Altıncı şehirden mülteci almışlar, bu da onların yıkılmasına neden olmuş.
Bundan sonra diğer beş şehir birleşti. Artık mültecilerin girişini reddetmek için bir nedenleri vardı.
Ve Mekanize Almsbine İmparatorluğu böyle doğdu.
Artan nüfus bir anda azalmaya başladı. Dünyanın tüm teknolojisi artık imparatorluğa odaklanmıştı.
Dünyayı kirleten radyasyon keşke ortadan kaldırılabilseydi… hayır, o bile…
–Ya bunların hepsi planlanmış olsaydı?
Her olay tek başına bakıldığında alakasız gibi görünebilir ama kuşbakışı bakıldığında farklı bir tabloyla karşılaşılabilir.
Her şey imparatorluk için fazla rahat ilerliyor gibi görünüyordu.
“O halde!! Her şeyin imparator tarafından planlandığını mı söylüyorsun!?”
Sharma dehşet içinde bağırdı.
Ancak Michelle sakinliğini korudu.
“Kanıtım yok. İkinci dereceden kanıtlar bile zayıftır. Yine de bu şekilde bakıldığında noktaların birleştiği de doğrudur. Bu yüzden gizlice araştırıyorum.”
Sakin bir şekilde devam etti.
Ve sonra…
“Ve bu yüzden güvenebileceğim insanlar istiyorum.

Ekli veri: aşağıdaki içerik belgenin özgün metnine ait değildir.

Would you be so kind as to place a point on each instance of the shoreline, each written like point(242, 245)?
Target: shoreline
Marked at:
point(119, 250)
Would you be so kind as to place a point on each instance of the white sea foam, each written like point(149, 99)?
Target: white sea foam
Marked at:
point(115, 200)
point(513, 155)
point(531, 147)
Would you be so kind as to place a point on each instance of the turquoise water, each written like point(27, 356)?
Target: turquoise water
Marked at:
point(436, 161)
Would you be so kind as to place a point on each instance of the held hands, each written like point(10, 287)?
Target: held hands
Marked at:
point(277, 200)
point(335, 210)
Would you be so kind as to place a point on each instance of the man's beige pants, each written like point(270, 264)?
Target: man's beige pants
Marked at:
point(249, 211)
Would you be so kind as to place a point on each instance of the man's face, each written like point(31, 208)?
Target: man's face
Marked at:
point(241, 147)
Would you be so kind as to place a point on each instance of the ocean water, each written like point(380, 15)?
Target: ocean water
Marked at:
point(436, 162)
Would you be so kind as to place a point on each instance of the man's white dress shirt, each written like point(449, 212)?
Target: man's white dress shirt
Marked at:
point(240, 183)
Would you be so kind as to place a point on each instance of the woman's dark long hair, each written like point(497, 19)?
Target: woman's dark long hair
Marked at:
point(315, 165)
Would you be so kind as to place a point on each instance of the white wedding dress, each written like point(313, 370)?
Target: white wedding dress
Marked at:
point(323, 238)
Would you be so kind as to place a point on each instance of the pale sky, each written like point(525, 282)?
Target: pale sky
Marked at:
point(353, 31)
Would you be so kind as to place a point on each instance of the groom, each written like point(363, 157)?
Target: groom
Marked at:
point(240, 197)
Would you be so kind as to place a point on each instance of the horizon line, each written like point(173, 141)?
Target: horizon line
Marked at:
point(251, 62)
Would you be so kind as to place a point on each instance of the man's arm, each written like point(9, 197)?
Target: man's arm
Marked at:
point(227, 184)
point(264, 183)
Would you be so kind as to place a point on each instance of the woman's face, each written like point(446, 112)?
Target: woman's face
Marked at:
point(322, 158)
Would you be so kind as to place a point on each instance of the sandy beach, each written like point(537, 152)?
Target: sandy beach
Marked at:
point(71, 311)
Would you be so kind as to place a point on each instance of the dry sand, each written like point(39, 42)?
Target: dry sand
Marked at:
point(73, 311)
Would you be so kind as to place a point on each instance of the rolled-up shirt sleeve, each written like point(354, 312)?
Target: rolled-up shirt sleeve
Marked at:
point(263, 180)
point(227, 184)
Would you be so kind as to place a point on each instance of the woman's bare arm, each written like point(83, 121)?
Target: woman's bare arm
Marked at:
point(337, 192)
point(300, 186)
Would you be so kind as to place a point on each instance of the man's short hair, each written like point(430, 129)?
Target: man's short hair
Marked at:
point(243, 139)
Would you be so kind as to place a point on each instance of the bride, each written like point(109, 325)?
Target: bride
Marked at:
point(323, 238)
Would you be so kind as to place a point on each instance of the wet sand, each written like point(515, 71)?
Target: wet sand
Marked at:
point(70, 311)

Lütfen bana yardım eder misin?”
dedi.
……….
……
…
Hepsi sessizce oturdu.
Nasıl tepki vermeleri gerektiğinden emin değillerdi.

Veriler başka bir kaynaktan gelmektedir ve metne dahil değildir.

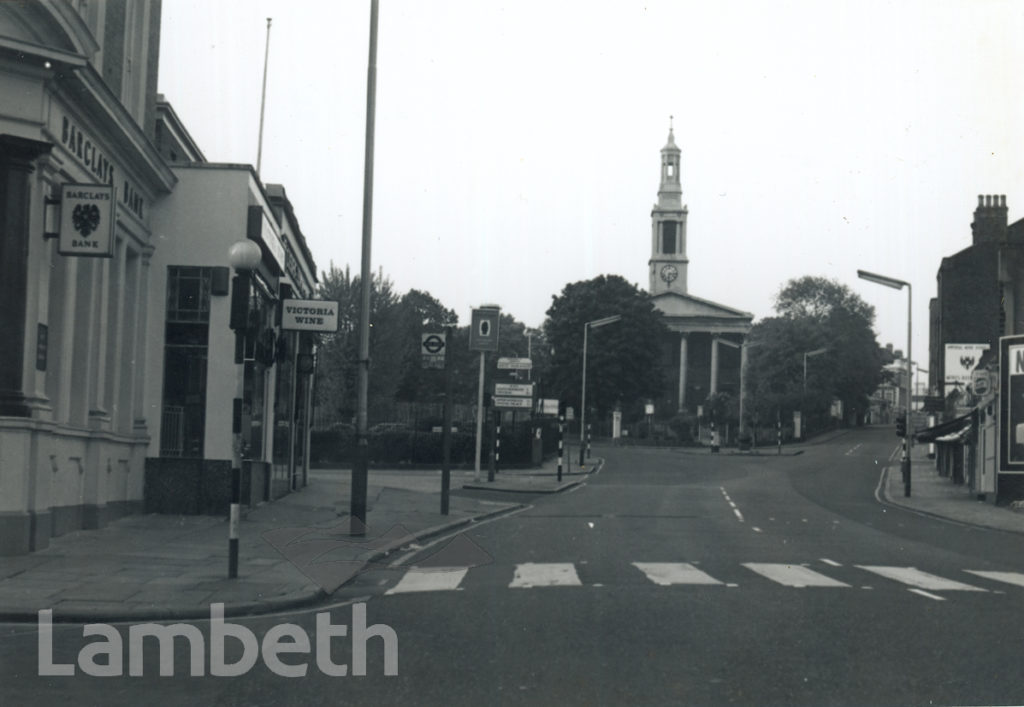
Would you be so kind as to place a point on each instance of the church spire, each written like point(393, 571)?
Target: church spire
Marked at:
point(670, 194)
point(668, 245)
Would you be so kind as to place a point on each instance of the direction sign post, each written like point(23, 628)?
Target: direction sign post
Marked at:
point(483, 338)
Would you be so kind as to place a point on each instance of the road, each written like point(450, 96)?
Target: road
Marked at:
point(668, 578)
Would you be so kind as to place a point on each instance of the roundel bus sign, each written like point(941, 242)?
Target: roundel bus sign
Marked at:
point(432, 346)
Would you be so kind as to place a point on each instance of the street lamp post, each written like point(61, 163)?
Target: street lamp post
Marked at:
point(803, 399)
point(244, 256)
point(583, 397)
point(898, 285)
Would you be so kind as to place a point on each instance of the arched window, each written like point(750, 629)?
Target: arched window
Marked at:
point(669, 237)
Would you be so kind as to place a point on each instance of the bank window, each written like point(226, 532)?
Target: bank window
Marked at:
point(668, 237)
point(188, 294)
point(185, 348)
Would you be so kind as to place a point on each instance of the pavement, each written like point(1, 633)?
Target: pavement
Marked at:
point(300, 549)
point(937, 496)
point(292, 552)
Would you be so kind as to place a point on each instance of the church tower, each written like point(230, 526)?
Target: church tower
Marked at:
point(668, 225)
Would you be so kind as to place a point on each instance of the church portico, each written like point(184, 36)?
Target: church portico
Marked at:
point(706, 347)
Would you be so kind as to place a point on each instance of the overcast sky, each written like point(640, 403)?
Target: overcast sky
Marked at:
point(517, 144)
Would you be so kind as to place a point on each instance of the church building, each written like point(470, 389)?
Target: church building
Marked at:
point(706, 349)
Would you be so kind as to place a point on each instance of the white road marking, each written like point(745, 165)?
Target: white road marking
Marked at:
point(1008, 577)
point(667, 574)
point(794, 575)
point(928, 594)
point(735, 509)
point(545, 575)
point(916, 578)
point(439, 579)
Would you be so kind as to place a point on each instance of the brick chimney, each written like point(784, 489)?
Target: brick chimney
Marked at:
point(989, 218)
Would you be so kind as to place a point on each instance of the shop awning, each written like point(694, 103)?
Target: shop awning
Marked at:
point(950, 430)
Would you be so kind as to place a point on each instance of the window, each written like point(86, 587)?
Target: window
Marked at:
point(182, 427)
point(187, 294)
point(669, 237)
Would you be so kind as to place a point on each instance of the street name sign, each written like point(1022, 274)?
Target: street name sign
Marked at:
point(308, 315)
point(510, 403)
point(514, 389)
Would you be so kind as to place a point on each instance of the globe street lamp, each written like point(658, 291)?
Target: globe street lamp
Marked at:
point(898, 285)
point(245, 256)
point(583, 398)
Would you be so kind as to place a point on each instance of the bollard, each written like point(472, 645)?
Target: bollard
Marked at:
point(560, 441)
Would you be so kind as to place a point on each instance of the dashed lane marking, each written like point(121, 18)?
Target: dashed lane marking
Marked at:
point(433, 579)
point(545, 575)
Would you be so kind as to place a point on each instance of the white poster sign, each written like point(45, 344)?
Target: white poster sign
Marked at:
point(960, 362)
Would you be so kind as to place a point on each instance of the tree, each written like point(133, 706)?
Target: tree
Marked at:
point(623, 359)
point(338, 352)
point(813, 313)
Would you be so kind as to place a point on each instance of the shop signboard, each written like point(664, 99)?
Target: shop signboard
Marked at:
point(961, 360)
point(309, 315)
point(88, 214)
point(1012, 405)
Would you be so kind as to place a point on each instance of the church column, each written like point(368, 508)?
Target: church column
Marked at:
point(682, 371)
point(714, 365)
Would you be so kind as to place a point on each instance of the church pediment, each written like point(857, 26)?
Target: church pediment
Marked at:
point(685, 305)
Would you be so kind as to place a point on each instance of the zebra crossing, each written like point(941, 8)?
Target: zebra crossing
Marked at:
point(798, 576)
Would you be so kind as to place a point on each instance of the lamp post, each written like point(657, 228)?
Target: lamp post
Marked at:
point(898, 285)
point(244, 256)
point(803, 399)
point(583, 397)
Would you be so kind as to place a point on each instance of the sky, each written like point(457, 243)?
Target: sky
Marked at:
point(517, 143)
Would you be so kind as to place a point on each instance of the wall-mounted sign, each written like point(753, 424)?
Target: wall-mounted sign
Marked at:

Evet mi hayır mı demeleri gerektiğini bilmiyorlardı.
Veldora’nın kahkahası işte bu bunaltıcı atmosferde aniden yankılandı.
“Kaaaahahahaha! Yardım mı edeceksin? Çok iyi! Biz de tam bu imparatorluğu ya da her ne diyorsanız onu yok etmekten bahsediyorduk. Bu yüzden mükemmel. Elbette sen de yardım edeceksin, değil mi?”
dedi elini Zaza’nın omzuna koyarken.
“Hey, ne!? Biliyor musun, gerçekten yapmalısın…”
Zaza’nın kafası karışmıştı ama çok geçmeden kararını verdi.
“Ben zaten General Michelle’e hayatımı teklif etmiştim. Ve bunun insanlığın geri kalanının iyiliği için olduğuna inanacağım!”
dedi. Sonra gülen Veldora’ya gülümsedi.
Sırada Karman ve adamları vardı.
“Hıh. Bu durumda ben de sana yardım edeceğim. Eğer büyük savaş gerçekten baştan planlanmış olsaydı şimdiye kadar yaptığım her şey şakaya dönüşürdü. düşüncesine dayanamıyorum. Geri kalanınız yapabilir mi?”